I was the same way and I know it is a tough one to get over. But...once you play in front of people and they appreciate it, if you are anything like me, you will become addicted to it. There is just nothing in this world like the positive feedback (and personal satisfaction) you get from performing well in front of people. Unfortunately, the only way to _consistently_ perform well is to play poorly enough times to get better. You can do it.


----------



## MrDaner (Mar 20, 2008)

*Plateau*

I've been learning to play for about 3 years now and have hit plateaus. In October I decided to find a teacher and take lessons. I have found that it really helps to bring you from 80 to 90%. Outside of the basics, you still have to have some kind of goals in mind so your teacher can help you acheive them. 

I also am a bedroom player. I have strummed a few tunes around campfire here and there but my audience and I have usually had a few pops and the quality of music is not really important.

My teacher convinced me to participate in a 'Music and Munchies' night next week that the music school is putting on. We will be playing together with me playing the lead a singing so I will have a chance to play and perform with another musician. It will likely be me and a bunch of kids playing piano and violin and such but you gotta start somewhere. I hope the other kids don't tease me. You should see if you music store or teacher every has anything like this because any type of performance experience help. After all we pick up the guitar because we want to be a rockstar.


----------



## Duster (Dec 28, 2007)

MrDaner said:


> My teacher convinced me to participate in a 'Music and Munchies' night next week that the music school is putting on. We will be playing together with me playing the lead a singing so I will have a chance to play and perform with another musician. It will likely be me and a bunch of kids playing piano and violin and such but you gotta start somewhere. I hope the other kids don't tease me. You should see if you music store or teacher every has anything like this because any type of performance experience help. After all we pick up the guitar because we want to be a rockstar.

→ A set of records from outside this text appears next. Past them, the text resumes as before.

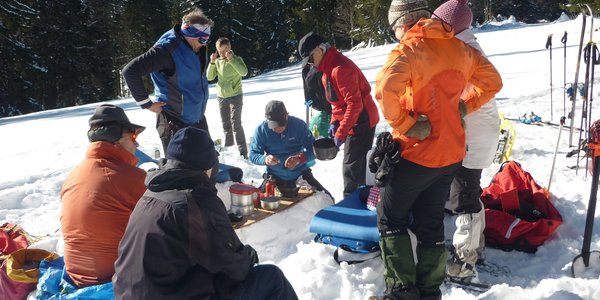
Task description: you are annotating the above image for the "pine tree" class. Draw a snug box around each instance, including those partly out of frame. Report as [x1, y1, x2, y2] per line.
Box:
[0, 0, 43, 117]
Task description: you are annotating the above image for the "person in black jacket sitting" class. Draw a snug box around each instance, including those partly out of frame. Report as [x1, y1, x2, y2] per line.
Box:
[113, 127, 298, 299]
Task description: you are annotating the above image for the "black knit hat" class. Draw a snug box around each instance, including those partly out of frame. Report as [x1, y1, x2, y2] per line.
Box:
[265, 100, 288, 129]
[88, 104, 146, 143]
[298, 32, 325, 67]
[166, 127, 219, 171]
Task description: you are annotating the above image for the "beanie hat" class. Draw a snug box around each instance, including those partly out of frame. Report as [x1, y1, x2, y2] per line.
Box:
[166, 127, 219, 171]
[432, 0, 473, 34]
[88, 104, 146, 143]
[388, 0, 430, 26]
[298, 32, 325, 67]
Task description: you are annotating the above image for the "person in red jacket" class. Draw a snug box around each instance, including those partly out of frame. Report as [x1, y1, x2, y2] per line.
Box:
[298, 32, 379, 196]
[60, 104, 146, 288]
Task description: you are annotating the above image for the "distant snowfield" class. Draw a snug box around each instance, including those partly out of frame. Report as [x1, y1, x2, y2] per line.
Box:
[0, 17, 600, 299]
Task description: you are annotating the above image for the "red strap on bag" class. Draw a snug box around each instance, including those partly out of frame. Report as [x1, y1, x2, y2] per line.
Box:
[481, 161, 562, 252]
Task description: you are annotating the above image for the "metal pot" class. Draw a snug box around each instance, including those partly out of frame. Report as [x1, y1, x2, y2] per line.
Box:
[260, 197, 279, 210]
[229, 183, 258, 207]
[231, 205, 254, 216]
[313, 138, 338, 160]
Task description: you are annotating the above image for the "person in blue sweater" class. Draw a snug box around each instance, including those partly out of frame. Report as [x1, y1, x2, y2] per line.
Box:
[249, 100, 331, 198]
[123, 8, 213, 153]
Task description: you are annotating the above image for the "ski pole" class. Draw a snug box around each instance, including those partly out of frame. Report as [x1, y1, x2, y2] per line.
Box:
[560, 31, 567, 116]
[546, 33, 554, 120]
[548, 116, 565, 192]
[575, 41, 593, 176]
[581, 139, 600, 267]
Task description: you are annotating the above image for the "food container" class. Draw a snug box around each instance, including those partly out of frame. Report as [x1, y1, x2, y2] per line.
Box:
[260, 197, 279, 210]
[230, 205, 254, 216]
[229, 183, 258, 207]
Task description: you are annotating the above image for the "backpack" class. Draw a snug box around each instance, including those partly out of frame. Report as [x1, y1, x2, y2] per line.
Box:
[481, 161, 562, 253]
[302, 65, 331, 114]
[0, 249, 58, 300]
[0, 223, 29, 259]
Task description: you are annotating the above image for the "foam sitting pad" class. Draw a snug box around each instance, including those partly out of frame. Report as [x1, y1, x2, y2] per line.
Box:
[309, 187, 379, 252]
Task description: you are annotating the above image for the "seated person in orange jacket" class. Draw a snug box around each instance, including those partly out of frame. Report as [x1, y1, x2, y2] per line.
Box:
[60, 104, 146, 287]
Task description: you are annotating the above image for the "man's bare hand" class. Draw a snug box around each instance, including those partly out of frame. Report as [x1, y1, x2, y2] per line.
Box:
[265, 154, 279, 166]
[148, 102, 167, 113]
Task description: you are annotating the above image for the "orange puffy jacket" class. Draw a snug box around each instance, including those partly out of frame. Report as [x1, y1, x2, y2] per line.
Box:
[375, 19, 502, 168]
[60, 142, 146, 287]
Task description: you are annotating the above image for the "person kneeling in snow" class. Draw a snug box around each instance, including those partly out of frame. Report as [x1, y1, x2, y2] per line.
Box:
[113, 127, 298, 299]
[60, 104, 146, 288]
[250, 100, 331, 198]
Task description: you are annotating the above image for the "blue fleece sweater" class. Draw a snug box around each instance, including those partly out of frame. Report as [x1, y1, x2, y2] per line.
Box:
[249, 116, 315, 180]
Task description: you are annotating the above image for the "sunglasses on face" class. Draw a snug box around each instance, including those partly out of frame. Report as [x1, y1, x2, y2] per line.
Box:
[198, 38, 209, 45]
[123, 127, 140, 143]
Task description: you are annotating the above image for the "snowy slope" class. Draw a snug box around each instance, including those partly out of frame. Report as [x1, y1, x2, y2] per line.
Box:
[0, 18, 600, 299]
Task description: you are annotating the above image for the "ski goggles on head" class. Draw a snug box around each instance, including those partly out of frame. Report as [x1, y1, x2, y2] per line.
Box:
[181, 23, 211, 45]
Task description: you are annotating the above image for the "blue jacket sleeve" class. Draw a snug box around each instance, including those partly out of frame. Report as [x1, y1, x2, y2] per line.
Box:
[248, 124, 267, 165]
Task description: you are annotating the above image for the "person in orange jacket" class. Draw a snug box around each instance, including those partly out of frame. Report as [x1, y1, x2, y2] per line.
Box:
[375, 0, 502, 299]
[60, 104, 146, 288]
[298, 32, 379, 196]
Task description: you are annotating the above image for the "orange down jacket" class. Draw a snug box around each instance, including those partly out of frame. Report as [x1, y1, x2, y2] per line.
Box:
[60, 142, 146, 287]
[375, 19, 502, 168]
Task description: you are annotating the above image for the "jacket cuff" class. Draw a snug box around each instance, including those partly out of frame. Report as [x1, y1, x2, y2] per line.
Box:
[298, 153, 306, 164]
[137, 98, 152, 109]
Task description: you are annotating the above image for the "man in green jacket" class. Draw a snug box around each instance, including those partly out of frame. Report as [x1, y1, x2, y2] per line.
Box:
[207, 37, 248, 159]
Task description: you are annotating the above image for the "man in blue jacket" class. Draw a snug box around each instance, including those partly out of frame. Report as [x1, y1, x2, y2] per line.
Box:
[249, 100, 330, 198]
[123, 8, 213, 152]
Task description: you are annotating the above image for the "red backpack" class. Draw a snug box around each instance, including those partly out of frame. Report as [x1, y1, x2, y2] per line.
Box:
[481, 161, 562, 253]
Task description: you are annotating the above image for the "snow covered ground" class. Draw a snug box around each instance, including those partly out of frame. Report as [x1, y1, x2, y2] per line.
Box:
[0, 17, 600, 299]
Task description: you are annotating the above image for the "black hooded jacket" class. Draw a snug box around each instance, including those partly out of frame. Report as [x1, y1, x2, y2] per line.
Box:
[113, 161, 257, 299]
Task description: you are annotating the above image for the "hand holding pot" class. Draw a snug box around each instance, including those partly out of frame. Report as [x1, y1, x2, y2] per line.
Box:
[284, 153, 306, 170]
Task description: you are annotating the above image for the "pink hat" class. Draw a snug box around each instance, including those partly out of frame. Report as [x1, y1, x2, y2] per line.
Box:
[431, 0, 473, 34]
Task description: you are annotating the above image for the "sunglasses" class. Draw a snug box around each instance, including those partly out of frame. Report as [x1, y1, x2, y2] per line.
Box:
[123, 127, 140, 143]
[198, 38, 209, 45]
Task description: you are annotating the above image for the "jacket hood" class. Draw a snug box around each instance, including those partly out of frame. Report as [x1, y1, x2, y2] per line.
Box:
[86, 141, 138, 166]
[146, 160, 216, 193]
[400, 18, 454, 44]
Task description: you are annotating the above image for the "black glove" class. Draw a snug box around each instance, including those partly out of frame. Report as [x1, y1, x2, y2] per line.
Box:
[368, 131, 400, 173]
[244, 245, 258, 266]
[375, 154, 394, 187]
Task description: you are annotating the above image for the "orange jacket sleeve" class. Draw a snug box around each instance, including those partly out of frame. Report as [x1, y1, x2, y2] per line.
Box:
[375, 52, 417, 134]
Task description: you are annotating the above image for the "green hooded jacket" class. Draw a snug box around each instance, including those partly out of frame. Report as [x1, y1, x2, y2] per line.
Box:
[206, 54, 248, 98]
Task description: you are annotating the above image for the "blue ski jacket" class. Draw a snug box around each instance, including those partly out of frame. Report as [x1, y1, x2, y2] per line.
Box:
[123, 25, 208, 125]
[249, 116, 315, 180]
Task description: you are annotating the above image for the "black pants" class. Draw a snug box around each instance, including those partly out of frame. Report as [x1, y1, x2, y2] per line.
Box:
[377, 159, 461, 245]
[342, 128, 375, 197]
[156, 111, 210, 153]
[227, 265, 298, 300]
[156, 111, 219, 183]
[217, 94, 248, 157]
[450, 167, 482, 214]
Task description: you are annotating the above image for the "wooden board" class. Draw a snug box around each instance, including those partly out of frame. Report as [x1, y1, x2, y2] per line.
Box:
[232, 187, 314, 229]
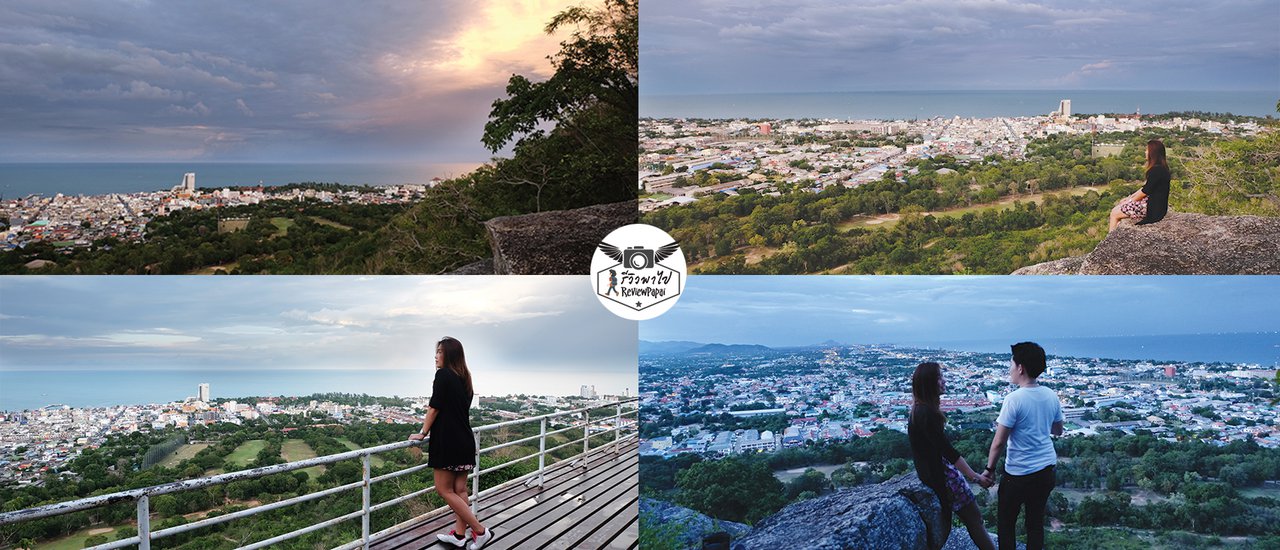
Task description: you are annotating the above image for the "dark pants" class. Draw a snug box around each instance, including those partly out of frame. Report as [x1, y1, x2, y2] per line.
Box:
[996, 466, 1053, 550]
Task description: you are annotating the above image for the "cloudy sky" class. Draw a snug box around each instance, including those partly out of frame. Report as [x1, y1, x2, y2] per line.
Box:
[640, 0, 1280, 95]
[0, 276, 636, 393]
[0, 0, 570, 162]
[640, 275, 1280, 347]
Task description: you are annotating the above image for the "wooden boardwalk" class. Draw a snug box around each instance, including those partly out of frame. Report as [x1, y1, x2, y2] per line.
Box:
[372, 440, 640, 550]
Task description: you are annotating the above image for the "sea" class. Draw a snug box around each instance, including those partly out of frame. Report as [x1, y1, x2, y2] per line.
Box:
[640, 90, 1280, 120]
[0, 368, 637, 411]
[0, 162, 480, 198]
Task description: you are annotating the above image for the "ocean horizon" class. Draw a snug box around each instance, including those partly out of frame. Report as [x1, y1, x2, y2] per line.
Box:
[640, 90, 1280, 120]
[0, 161, 481, 198]
[0, 368, 637, 411]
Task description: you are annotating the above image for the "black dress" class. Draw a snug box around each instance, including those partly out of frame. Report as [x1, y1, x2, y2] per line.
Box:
[1138, 164, 1172, 225]
[426, 368, 476, 468]
[906, 407, 960, 503]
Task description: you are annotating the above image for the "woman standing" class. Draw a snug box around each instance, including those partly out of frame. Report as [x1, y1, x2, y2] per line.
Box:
[408, 336, 493, 550]
[1107, 139, 1172, 232]
[906, 362, 996, 550]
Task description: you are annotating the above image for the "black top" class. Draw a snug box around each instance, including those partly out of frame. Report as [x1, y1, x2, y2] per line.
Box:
[426, 368, 476, 468]
[906, 407, 960, 501]
[1138, 164, 1172, 225]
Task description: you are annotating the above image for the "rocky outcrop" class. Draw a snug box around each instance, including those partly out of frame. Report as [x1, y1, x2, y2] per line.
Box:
[650, 472, 1027, 550]
[1014, 212, 1280, 275]
[735, 472, 946, 550]
[484, 201, 639, 275]
[640, 498, 751, 549]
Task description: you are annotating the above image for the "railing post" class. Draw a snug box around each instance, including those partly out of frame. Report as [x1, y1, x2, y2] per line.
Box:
[538, 417, 547, 487]
[471, 431, 480, 521]
[138, 495, 151, 550]
[360, 454, 372, 550]
[582, 409, 591, 469]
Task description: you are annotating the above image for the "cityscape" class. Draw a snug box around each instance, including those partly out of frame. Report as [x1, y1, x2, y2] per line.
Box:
[640, 345, 1280, 458]
[0, 173, 440, 253]
[0, 384, 634, 486]
[640, 98, 1263, 211]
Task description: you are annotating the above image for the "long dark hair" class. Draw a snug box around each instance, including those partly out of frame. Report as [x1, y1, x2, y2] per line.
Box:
[1146, 139, 1169, 171]
[911, 361, 945, 418]
[435, 336, 476, 395]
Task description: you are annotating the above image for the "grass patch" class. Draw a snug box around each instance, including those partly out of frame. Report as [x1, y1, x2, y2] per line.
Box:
[836, 187, 1105, 233]
[160, 443, 209, 468]
[227, 439, 266, 466]
[36, 527, 124, 550]
[334, 437, 387, 468]
[311, 216, 351, 232]
[271, 217, 294, 237]
[280, 439, 325, 480]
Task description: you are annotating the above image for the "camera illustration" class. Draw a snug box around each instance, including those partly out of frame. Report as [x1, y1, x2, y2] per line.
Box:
[622, 247, 654, 270]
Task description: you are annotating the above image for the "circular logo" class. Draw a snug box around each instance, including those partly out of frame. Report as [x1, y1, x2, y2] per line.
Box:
[591, 224, 685, 321]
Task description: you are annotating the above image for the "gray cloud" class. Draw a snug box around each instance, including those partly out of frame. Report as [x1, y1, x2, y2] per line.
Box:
[640, 0, 1280, 95]
[0, 0, 567, 162]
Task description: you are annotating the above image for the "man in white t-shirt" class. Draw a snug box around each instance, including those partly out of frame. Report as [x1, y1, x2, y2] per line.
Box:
[983, 342, 1065, 550]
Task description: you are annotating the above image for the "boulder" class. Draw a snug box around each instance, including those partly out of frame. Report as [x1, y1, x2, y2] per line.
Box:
[640, 496, 751, 549]
[733, 472, 963, 550]
[1014, 212, 1280, 275]
[484, 201, 639, 275]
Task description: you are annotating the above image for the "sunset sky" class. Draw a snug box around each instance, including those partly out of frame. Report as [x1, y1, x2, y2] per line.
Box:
[0, 0, 571, 162]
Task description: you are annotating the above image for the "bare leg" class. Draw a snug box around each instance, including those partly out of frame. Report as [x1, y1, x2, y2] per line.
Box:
[956, 503, 996, 550]
[940, 503, 951, 545]
[453, 472, 467, 533]
[1107, 201, 1129, 233]
[435, 469, 484, 535]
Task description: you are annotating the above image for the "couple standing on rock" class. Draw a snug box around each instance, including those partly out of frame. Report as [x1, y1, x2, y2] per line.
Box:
[908, 342, 1065, 550]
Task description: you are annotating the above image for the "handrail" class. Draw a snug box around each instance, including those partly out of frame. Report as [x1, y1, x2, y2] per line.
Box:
[0, 398, 639, 550]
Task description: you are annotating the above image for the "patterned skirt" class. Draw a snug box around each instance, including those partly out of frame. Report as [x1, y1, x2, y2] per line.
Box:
[942, 458, 974, 512]
[435, 464, 476, 472]
[1120, 198, 1147, 220]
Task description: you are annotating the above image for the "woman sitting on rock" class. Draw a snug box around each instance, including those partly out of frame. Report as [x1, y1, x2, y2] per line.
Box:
[906, 362, 996, 550]
[1107, 139, 1171, 233]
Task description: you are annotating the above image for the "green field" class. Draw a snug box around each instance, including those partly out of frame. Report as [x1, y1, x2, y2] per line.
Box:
[36, 527, 126, 550]
[280, 439, 325, 480]
[271, 217, 294, 237]
[227, 439, 266, 466]
[311, 216, 351, 232]
[160, 443, 209, 468]
[836, 187, 1105, 233]
[335, 437, 387, 468]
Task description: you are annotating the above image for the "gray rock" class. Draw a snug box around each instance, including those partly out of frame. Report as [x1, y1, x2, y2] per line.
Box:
[1014, 212, 1280, 275]
[484, 201, 639, 275]
[735, 472, 946, 550]
[640, 498, 751, 549]
[1014, 256, 1084, 275]
[449, 258, 493, 275]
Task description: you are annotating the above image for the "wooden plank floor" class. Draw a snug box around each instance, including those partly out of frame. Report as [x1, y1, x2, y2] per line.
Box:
[372, 440, 640, 550]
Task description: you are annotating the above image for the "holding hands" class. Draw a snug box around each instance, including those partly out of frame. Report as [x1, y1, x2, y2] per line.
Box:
[973, 468, 996, 489]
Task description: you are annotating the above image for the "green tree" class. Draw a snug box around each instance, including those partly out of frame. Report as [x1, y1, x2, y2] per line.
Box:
[676, 458, 785, 523]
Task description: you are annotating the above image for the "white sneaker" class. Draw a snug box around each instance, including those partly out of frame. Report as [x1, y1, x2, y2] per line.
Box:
[467, 527, 493, 550]
[435, 527, 471, 547]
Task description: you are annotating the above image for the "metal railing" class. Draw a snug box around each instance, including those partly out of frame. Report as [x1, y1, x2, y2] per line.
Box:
[0, 398, 639, 550]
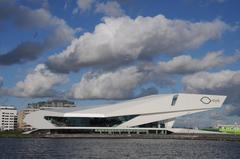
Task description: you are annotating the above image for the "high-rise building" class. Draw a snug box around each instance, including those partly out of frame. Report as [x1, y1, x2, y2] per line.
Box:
[0, 106, 17, 131]
[18, 100, 75, 130]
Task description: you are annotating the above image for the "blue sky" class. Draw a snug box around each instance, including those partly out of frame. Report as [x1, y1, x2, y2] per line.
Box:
[0, 0, 240, 126]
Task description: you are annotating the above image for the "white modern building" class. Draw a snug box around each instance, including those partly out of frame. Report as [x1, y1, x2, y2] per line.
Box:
[0, 106, 17, 131]
[24, 93, 226, 134]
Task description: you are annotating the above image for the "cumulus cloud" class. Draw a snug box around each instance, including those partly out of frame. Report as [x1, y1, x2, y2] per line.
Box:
[77, 0, 94, 12]
[183, 70, 240, 93]
[68, 66, 144, 99]
[47, 15, 229, 72]
[9, 64, 67, 97]
[95, 1, 124, 17]
[68, 51, 240, 99]
[0, 1, 75, 65]
[182, 70, 240, 115]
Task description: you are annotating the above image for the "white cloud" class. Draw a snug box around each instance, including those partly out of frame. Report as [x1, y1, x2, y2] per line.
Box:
[68, 67, 144, 99]
[0, 1, 76, 65]
[48, 15, 229, 72]
[10, 64, 67, 97]
[182, 70, 240, 116]
[68, 51, 239, 99]
[77, 0, 94, 12]
[182, 70, 240, 93]
[95, 1, 124, 17]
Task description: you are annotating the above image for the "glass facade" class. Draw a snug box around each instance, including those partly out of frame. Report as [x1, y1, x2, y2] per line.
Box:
[171, 95, 178, 106]
[44, 115, 137, 127]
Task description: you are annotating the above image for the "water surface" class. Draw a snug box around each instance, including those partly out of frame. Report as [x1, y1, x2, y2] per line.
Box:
[0, 138, 240, 159]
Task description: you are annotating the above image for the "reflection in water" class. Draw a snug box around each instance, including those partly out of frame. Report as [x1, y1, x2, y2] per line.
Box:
[0, 138, 240, 159]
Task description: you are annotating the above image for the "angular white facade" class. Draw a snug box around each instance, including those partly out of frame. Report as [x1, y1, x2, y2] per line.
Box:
[24, 93, 226, 129]
[0, 106, 17, 131]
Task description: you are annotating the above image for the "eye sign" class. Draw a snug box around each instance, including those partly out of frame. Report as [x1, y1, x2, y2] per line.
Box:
[200, 97, 212, 104]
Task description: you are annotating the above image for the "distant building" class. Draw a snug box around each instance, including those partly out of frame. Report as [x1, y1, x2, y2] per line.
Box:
[18, 100, 75, 130]
[0, 106, 17, 131]
[217, 124, 240, 134]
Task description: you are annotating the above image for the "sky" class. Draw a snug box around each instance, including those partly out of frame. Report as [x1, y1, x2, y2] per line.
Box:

Yeah, my music store puts on something similar, a "customer jam night". I'm thinking about it... It will take me a while to work up the courage for that! Good for you for doing it though, I think it's a fantastic idea. Maybe next year.  Before I do that though, I think I'm going to have to reach out and find some people to play with privately. So far that's my biggest take-away from this thread.

--- D


----------



## Bernie (Oct 3, 2008)

Hang in there Duster and maybe a short break will do you good. You sound so much like me, in your initial post. I only started playing at Christmas and there seemed to be so much to learn, I didn't know where to start. I went to the internet but, again, so much info to cram in this old brain. I next took a few lessons but soon determined that I was too basic for my instructor (or I felt this way!). Plus my left hand was as dumb as a brick! I did some more reading on here and elsewhere and started working on exercises and fretboard work. I still don't play songs, etc but my progress makes me feel good and that's what counts. Plus my left hand is starting to smarten/limber up and communicate with my right, strumming hand. I think that learning to play will be a lifelong process and look forward to the ride.


----------



## Budda (May 29, 2007)

dont even bother working up courage - just get up and go!


----------



## Samsquantch (Mar 5, 2009)

Big_Daddy said:


> I was the same way and I know it is a tough one to get over. But...once you play in front of people and they appreciate it, if you are anything like me, you will become addicted to it. There is just nothing in this world like the positive feedback (and personal satisfaction) you get from performing well in front of people. Unfortunately, *the only way to consistently perform well is to play poorly enough times to get better*. You can do it.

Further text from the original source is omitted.